Recommended drugs underused in heart failure
Medications recommended for chronic heart failure with reduced ejection fraction (HFrEF) continue to be underused, according to findings from a Dutch registry study.
Adherence to the European Society of Cardiology (ESC)’s drug-therapy guidelines was examined in more than 10,900 patients enrolled in the CHECK-HF registry in the study, led by Dr Hans-Peter Brunner-La Rocca from Maastricht University Medical Centre.
The Australian heart failure guidelines, like the ESC ones, recommend an angiotensin-converting enzyme (ACE) inhibitor (or if contraindicated an angiotensin-receptor blocker (ARB)), beta blocker and mineralocorticoid-receptor (MRA) antagonist in all patients with HFrEF and a left ventricular ejection fraction (LVEF) under 40%.
Two thirds of the Dutch participants had a left ventricular ejection fraction (LVEF) under 40%, while 19% had LVEF between 40% and 49%.
Despite being advocated for 'selected patients', about 80% of patients with LVEF under 40% were treated with loop diuretics.
Eighty-four per cent of those with an LVEF under 40% received ACE-inhibitors or ARBs, 86% had beta blockers, and 56% were prescribed MRAs, the researchers report in JACC: Heart Failure.

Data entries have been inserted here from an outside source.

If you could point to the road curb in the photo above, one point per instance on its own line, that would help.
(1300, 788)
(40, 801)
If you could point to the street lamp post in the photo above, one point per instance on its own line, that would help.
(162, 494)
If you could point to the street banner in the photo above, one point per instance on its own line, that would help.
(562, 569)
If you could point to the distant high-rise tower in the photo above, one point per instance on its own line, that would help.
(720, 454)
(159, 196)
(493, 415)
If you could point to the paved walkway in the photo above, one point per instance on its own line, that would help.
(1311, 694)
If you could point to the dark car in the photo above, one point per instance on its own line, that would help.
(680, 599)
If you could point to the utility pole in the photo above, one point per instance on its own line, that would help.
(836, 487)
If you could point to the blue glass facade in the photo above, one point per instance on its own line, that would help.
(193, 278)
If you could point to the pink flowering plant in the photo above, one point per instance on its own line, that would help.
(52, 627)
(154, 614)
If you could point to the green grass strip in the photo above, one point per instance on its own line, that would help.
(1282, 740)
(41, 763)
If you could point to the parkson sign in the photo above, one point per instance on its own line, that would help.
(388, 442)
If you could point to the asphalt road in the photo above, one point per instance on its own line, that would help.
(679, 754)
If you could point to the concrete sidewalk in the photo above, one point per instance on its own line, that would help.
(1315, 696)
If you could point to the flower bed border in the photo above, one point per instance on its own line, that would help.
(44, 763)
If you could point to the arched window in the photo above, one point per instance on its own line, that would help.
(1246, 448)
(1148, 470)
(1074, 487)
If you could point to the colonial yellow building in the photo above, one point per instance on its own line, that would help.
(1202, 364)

The combination of an ACE inhibitor (or ARB) and beta blocker was given to 69% of the patients with LVEF below 40%.
However, only 39% received the recommended triple combination of renin-angiotensin system blockade, beta-blockade and MRA.
Further, the number of patients receiving this triple-therapy varied widely across the 34 Dutch hospital outpatient departments included in the study, varying from 17% to 76%, the author of an accompanying editorial noted.

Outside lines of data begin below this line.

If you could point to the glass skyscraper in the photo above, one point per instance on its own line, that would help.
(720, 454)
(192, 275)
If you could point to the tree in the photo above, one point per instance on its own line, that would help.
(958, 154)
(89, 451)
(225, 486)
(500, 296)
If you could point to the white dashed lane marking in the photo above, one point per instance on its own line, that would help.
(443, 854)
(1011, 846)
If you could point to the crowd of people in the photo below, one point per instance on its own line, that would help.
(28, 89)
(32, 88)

Age had a significant impact on prescription rates in patients with LVEF under 40%: elderly patients were more often prescribed loop diuretics, whereas younger patients were more often prescribed ACE inhibitors, ARBs, beta-blockers and MRAs.
Most patients who received guideline-recommended medication had doses lower than those recommended, the researchers noted – with 52% of MRA doses adequate, but only 19% of beta-blocker doses.
"There is ample room for improvement in HFrEF therapy, even more than 25 years after convincing evidence that HFrEF treatment leads to better outcome," the authors concluded.
More information: JACC: Heart Failure 2019.